We have seen that anti-racist majority in action. In the summer of 2024 a wave of racist riots swept British towns. Neighbourhoods were trashed, hotels housing refugees targeted.
The community response was swift and magnificent, both the collective clean-up efforts in affected towns and the huge mobilisations, from Newcastle in the north to Brighton in the south, warning that the racists would not pass. The riots fizzled out.
But the far right has advanced since then. Donald Trump’s re-election that winter in the United States has emboldened it globally, as liberal governments cringe before a leader of the “free world” who peddles racist conspiracy theories, openly supports ethnic cleansing and unleashes state terror on immigrants, black people and entire communities like Minneapolis.
The US right is not just an inspiration for the Tommy Robinsons and Nigel Farages.
It supports them politically. The White House National Security Strategy commits to promote “the influence of patriotic parties” to “help Europe correct its current trajectory.” Last summer US Vice-President JD Vance used a “holiday” in England to meet a suite of far-right politicians and “influencers.”
It supports them financially. Reform UK is awash with foreign cash and tech tycoon Elon Musk paid Robinson’s legal fees last October.
Rolling in money, the far right is well placed to exploit the grievances felt by millions of people who — rightly — see Westminster politics as an insiders’ game where corrupt politicians dance to the tune of big business and ordinary people’s living standards and public services decline year on year.

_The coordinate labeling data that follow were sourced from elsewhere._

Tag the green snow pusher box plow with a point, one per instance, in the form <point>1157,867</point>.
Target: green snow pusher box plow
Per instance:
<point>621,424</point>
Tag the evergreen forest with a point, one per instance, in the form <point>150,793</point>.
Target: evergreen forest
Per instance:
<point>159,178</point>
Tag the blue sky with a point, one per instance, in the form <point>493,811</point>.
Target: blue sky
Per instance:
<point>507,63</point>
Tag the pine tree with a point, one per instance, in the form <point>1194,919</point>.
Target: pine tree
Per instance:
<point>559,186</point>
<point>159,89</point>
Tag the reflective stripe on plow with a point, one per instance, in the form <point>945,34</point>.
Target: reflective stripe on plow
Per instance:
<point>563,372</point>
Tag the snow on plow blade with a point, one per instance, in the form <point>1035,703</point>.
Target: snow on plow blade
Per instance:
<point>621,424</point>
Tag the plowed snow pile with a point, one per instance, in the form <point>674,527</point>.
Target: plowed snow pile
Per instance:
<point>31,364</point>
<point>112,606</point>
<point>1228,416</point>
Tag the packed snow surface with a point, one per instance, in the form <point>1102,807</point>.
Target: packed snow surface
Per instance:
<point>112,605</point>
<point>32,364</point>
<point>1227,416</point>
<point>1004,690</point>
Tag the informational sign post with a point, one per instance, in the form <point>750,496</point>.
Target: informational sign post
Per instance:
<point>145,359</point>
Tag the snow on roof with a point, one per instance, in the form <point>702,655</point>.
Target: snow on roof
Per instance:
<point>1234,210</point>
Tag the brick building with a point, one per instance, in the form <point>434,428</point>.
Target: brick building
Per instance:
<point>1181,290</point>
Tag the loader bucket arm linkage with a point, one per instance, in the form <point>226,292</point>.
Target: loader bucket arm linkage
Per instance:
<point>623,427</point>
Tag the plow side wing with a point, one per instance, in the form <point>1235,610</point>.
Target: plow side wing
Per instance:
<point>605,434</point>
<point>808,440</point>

These factors lie behind the huge demonstration organised by Robinson last September, whose 150,000 marchers made it the biggest far-right show of force in British history.
They explain the rise of Reform UK, which has established a steady lead over all other parties across national opinion polls. It’s a long way short of majority support, but party politics is fracturing and with three, four or five-way contests increasingly common it could win a parliamentary majority under our first-past-the-post electoral system.
A far-right street menace linked to a far-right electoral threat backed by the richest man on Earth and the most powerful state, one that already wields huge influence over British government. The situation is dangerous.
We must come together. Unite all forces for a counter-attack that demonstrates the far right are not the answer.
They are pawns of the very elite whose greed has gutted this country — advocates of more deregulation, more cuts.
Reform reneging this week on pledges to nationalise water and energy — like its front bench stuffed with ex-Tories like Robert Jenrick and Suella Braverman — show it is no breath of fresh air but more of the same. Farage’s love-in with Trump shows it is not about taking back control, but surrendering our country’s future to rich megalomaniacs.
They must be exposed for the frauds they are. But more than that, the left needs to show we have solutions for a broken Britain — public ownership, redistribution of wealth and an economy planned in the public interest.
We must lead the fight to tax the rich, raise incomes and control prices in response to the economic catastrophe Trump’s war on Iran is unleashing.
Together, uniting much of the trade union movement with charities and community organisations, has the potential to be a game-changing alliance.
It must be more than a one-off demo, but the start of a movement that brings these forces together across Britain, channelled through trades councils, town hall meetings and street stalls, making the case for a better future.